Controversia en torno al Consejo de Salarios de los trabajadores rurales

Por Edmundo Ballesteros

Para las gremiales, hay intransigencia e inflexibilidad por parte del MTSS. Para el Ministro la responsabilidad es de las patronales que añoran tiempos decimonónicos.

Las gremiales ruralistas en octubre de 2018 se retiraron de la negociación del Consejo de Salarios del grupo 22. El 30 de junio venció el decreto que estableció los últimos ajustes salariales en este grupo: ganadería, agricultura y actividades conexas. Ahora debería fijarse el próximo ajuste salarial para el período siguiente, que va del 1º de julio de 2019 al 30 de junio de 2020.

Las gremiales quieren que se introduzcan mejores en el funcionamiento del Consejo de Salario y que el Ejecutivo fije por Decreto los nuevos aumentos.
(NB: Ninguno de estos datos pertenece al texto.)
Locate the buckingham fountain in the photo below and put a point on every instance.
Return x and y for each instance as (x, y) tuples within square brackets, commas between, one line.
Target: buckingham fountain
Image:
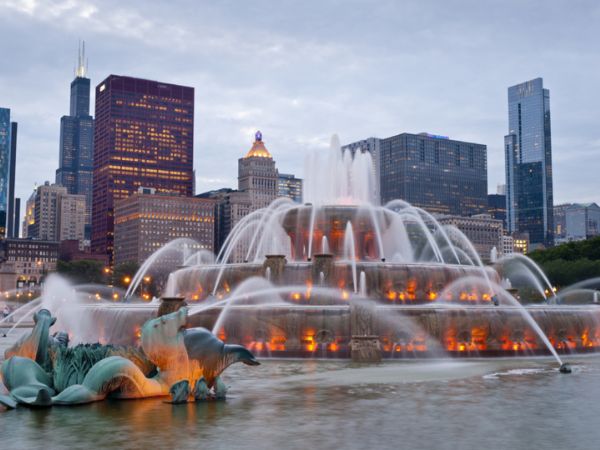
[(336, 277)]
Por el momento han recomendando sus miembros, los representantes de la patronal ruralista exhortaron a los productores del agro a que otorguen un aumento de los salarios de 7% en ganadería y de 6% para los sectores de la lechería y el cultivo de arroz, a cuenta de lo que establezca el Poder Ejecutivo.

Desde el gobierno a través del Ministro Ernesto Murro se responsabilizan a las patronales de ser los responsables: “ los únicos culpables de que no haya negociación”.

La visión gubernamental es que los Consejos de Salarios en el sector rural funcionan bien, que son un ejemplo a nivel internacional y que las gremiales rurales han puesto de manifiesto su voluntad de  no negociar con los trabajadores.

Murro ha mostrado firmeza en el tratamiento de este asunto, habiendo declarada que hay gente que cree que esta en el siglo XIX.

De la situación que venimos abordando resultan dos cosas muy claras: 1) la instalación de Consejos de Salarios en el sector rural ha permitido avances sociales y en ejercicio de derechos fundamentales a los asalariados rurales; 2)  parte de las patronales del sector mantienen una visión asociada a reflejos cerriles,  protagonizando por su parte un tozuda resistencia  a las conquistas consagradas, al tiempo que no cejan el  impulsar toda clase de intentos para perforar la negociación colectiva de los rurales.